Despite heightened risk concerns from potential interest rate hikes in developed economies, credit rating downgrades in Greece and other euro-zone countries, conflicts in the Middle East and Africa, and the economic impacts of natural disasters in the Pacific, we remain confident of the economic outlook in the Asia-Pacific markets, which are characterised by recovered employment markets and household income, as well as growing intra-regional and international trade.

China and India will remain the drivers of economic growth, with real GDPs expected to expand by 9.4% and 8.2%, respectively, in 2011, according to Deutsche Bank economists, compared with 5.4% for Asia excluding Japan, China and India. Meanwhile, the Japanese economy is forecast to grow by 1.6% in 2011.

While the Asian real estate investment landscape has changed significantly since the financial crisis, characterised by a growing and more diverse investor base, changing regulatory environments and maturing capital markets, it still presents investors with abundant investment opportunities. Of the many investment opportunities we expect to see in Asia-Pacific in 2011, Australia, China and Japan are the standouts.

The Australian market has strong economic fundamentals with resilient GDP growth. A low unemployment rate of 5% is driving strong office market demand, and a stable increase in household income continues to strengthen retail sales. The burgeoning demand for commodities from China and other developing countries also supports industrial real estate markets such as Perth and Brisbane. Real estate investors in Australia enjoy relatively stable income streams and room to weather market volatility as leases are usually long with annual rental escalation provisions. The constrained office market supply, driven by limited development financing during the global financial crisis, coupled with increased office demand is supporting strong rental growth forecasts. Pricing, however, has become more competitive as recapitalised AREITs and re-balanced super-funds are re-entering the market, and the relative strength of Australia's economy might deter foreign investors.

China offers real estate investors attractive medium- to long-term opportunities. Double-digit nominal annual income growth and rapid urbanisation underpin demand for residential properties, including better-quality housing. We estimate the minimum annual urban residential demand to be 750m m2, or 8.3m houses. The office market is also evolving as the influx of international companies and the rise of domestic enterprises have led to demand for international grade offices, initially in the national economic centres of Beijing and Shanghai and more recently in regional economic hubs such as Guangzhou, Shenzhen, Wuhan, Hangzhou, Chongqing, Chengdu, Tianjin and Shenyang.

The rise of income and the government's promotion of domestic consumption have fuelled demand for quality retail space in both the mass and luxury retail markets. Rapid regulatory changes continue to increase the domestic real estate investor base and drive the institutionalisation of domestic real estate. However, investors should base investments on medium- to long-term fundamentals as regulatory risk remains a challenge, especially in the residential sector.

While we continue to believe in the attractive fundamentals of the Japanese real estate market and the opportunities from an improving economic outlook, the recent earthquake and subsequent events have cast a significant element of uncertainty over both the timing and nature of the recovery.
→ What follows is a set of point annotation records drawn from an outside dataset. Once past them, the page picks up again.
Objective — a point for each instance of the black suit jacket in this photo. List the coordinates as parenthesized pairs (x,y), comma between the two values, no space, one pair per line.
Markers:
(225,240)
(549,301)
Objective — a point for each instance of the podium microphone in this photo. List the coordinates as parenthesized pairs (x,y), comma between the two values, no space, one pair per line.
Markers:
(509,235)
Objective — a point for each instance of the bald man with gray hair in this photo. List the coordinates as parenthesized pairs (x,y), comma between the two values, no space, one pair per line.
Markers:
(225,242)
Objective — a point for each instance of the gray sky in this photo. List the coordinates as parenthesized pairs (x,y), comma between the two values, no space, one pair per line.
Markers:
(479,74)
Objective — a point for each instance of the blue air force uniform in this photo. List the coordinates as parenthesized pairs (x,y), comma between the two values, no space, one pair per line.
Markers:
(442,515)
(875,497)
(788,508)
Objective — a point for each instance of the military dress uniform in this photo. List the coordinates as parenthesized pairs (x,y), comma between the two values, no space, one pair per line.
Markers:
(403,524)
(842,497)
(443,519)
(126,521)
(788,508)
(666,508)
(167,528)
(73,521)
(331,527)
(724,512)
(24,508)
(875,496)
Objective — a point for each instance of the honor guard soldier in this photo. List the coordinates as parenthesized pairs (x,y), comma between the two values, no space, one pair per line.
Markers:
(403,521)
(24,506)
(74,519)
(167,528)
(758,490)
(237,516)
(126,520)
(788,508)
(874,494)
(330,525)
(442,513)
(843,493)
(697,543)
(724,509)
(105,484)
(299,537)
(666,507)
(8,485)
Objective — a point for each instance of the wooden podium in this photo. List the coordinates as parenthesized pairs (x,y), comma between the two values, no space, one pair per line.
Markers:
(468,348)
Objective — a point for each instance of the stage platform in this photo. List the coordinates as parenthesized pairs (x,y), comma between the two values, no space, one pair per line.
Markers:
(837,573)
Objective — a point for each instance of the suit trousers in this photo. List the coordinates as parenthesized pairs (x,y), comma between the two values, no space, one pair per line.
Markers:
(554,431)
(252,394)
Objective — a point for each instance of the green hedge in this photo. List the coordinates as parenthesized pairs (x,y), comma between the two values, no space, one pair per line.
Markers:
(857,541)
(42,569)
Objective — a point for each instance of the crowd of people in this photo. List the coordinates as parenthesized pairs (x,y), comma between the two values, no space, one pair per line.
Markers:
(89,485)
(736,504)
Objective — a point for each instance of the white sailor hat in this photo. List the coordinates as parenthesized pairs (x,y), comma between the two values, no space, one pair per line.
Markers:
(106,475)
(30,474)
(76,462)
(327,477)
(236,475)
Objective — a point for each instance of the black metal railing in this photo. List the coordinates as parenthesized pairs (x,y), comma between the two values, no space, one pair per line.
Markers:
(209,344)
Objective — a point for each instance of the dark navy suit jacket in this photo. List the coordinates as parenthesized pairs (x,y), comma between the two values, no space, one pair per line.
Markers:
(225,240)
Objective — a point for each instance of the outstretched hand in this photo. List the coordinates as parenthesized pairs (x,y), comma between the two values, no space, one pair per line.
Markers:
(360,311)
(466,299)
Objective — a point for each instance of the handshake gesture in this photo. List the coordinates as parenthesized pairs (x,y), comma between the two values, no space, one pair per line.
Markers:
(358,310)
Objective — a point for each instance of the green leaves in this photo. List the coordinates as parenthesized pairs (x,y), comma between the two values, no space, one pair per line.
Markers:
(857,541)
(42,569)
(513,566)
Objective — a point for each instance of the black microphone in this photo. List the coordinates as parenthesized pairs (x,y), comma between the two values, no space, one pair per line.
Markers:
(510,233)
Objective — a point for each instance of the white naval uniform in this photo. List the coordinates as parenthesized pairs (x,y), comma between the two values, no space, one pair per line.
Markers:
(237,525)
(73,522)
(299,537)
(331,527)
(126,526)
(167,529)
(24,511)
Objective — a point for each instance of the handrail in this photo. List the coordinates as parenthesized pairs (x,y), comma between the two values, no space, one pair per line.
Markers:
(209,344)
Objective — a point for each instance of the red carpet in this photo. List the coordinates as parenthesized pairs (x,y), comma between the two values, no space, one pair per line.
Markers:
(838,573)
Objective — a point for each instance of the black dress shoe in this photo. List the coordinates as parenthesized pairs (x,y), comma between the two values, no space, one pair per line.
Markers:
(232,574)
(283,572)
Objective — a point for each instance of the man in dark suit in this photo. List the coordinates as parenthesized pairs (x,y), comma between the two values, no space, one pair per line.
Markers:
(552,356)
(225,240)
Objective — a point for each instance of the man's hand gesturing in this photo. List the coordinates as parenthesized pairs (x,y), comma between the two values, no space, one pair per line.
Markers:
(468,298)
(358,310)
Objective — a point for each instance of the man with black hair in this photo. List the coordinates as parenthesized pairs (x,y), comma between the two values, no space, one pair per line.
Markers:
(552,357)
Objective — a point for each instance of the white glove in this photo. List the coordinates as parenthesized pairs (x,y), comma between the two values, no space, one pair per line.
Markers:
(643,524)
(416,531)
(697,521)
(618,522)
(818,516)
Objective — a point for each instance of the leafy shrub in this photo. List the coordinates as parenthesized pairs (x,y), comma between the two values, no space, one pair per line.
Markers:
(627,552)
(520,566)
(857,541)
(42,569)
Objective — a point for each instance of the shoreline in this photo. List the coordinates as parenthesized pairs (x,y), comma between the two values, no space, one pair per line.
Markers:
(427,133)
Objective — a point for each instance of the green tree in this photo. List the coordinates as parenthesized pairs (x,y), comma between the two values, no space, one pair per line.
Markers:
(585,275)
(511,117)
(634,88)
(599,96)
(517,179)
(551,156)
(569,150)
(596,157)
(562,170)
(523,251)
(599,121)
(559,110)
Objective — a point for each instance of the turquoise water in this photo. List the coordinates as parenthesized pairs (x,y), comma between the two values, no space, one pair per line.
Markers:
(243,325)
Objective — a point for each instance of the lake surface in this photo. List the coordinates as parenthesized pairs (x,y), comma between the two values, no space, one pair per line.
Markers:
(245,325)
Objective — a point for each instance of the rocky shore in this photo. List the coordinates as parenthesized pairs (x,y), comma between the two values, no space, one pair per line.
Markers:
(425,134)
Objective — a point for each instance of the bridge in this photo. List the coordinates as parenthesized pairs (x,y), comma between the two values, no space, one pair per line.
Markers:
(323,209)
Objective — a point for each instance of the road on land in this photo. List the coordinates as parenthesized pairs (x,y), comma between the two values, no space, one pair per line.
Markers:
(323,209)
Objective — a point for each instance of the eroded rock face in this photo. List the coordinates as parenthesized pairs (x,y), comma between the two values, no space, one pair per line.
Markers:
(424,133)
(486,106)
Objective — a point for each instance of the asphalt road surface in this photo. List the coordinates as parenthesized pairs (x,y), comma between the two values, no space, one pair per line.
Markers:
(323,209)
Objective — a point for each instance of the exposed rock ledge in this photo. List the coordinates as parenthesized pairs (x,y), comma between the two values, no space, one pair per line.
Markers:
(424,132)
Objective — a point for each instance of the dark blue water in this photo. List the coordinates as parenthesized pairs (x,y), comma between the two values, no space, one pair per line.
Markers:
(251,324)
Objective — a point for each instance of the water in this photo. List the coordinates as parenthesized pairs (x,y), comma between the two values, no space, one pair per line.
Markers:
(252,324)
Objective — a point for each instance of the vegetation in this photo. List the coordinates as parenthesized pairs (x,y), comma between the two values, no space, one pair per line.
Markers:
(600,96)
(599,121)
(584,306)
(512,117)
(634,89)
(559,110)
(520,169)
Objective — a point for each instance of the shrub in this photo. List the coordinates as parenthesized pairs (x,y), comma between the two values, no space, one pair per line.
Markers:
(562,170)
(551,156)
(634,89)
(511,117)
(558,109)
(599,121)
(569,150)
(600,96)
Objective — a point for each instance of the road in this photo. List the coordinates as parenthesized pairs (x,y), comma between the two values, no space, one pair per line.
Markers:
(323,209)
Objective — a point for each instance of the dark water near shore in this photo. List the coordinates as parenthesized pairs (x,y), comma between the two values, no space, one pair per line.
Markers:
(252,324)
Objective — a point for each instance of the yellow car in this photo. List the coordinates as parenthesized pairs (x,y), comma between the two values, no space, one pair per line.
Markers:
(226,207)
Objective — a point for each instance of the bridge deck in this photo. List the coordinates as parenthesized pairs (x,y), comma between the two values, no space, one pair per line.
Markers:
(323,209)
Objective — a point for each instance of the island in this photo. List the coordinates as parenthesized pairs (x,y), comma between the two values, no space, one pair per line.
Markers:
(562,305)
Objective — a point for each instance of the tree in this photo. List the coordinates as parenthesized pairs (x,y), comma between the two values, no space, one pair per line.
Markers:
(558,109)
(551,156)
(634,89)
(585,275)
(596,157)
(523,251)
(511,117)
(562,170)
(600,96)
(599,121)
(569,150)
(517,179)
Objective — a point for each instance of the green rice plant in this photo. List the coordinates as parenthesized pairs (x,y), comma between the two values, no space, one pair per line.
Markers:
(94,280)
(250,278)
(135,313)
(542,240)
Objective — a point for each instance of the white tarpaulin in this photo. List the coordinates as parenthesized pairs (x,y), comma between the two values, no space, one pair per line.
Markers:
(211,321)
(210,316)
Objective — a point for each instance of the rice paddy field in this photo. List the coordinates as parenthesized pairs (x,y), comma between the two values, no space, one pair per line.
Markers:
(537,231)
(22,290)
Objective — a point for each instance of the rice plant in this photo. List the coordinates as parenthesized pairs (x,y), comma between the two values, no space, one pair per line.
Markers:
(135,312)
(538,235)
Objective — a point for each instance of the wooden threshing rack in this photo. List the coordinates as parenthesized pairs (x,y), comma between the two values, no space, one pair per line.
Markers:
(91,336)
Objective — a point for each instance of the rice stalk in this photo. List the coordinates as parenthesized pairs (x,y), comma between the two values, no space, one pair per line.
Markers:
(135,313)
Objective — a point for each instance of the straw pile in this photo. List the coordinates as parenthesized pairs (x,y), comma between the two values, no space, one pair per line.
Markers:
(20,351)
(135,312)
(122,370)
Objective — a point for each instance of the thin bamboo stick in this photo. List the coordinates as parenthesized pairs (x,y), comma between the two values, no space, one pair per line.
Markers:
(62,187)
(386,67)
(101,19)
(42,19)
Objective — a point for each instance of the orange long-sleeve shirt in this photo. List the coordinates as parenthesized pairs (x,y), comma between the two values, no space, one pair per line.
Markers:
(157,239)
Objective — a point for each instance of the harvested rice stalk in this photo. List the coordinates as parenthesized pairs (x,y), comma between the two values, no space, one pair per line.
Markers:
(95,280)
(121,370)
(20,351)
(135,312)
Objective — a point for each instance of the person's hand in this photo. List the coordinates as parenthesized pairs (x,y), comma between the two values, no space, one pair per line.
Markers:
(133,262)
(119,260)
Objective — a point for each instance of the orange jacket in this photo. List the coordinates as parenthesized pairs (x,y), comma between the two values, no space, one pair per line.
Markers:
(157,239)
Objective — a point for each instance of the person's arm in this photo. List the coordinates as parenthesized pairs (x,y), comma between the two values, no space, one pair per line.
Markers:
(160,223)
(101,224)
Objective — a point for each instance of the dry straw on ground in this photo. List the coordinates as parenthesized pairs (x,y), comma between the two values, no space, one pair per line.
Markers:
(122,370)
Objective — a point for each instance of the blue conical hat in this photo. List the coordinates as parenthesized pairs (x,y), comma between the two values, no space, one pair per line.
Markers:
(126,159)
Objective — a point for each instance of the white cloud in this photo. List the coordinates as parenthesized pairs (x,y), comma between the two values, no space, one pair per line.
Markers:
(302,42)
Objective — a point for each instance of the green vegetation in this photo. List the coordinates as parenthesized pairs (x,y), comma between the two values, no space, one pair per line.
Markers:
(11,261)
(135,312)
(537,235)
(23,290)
In 2010, Japan real GDP quickly recovered from a sharp fall and rebounded by 4%. RREEF forecasts the office market to benefit from an improving labour market where the seasonally-adjusted job-to-applicant ratio, on a national basis, has been recovering from a low of 0.43 in July 2009 to 0.61 in January 2011.

Meanwhile the office vacancy rate in Tokyo's three CBD wards (3-kus) peaked in the second quarter of 2010. The net absorption has since turned positive and rental and capital values for top-tier properties have turned north. We expect the recovery to gradually diffuse into lower-grade office markets, which make up the bulk of the investible and accessible property, as well as into regional office centres such as Osaka and Nagoya. We also expect the office market to benefit from the Bank of Japan's JPY50bn (€400m) plan to purchase JREIT units from the open market, thereby improving market sentiment and lending support to potential acquisitions by JREITs.

Asia-Pacific has reshaped itself from mainly an investment destination for international capital to both a capital importer and capital exporter in the real estate market. Further institutionalisation of Asian real estate will help improve liquidity, pricing and transparency. Short-term regulatory, inflation and interest rate risks persist, however, so investors should maintain a medium-term to long-term view of opportunities.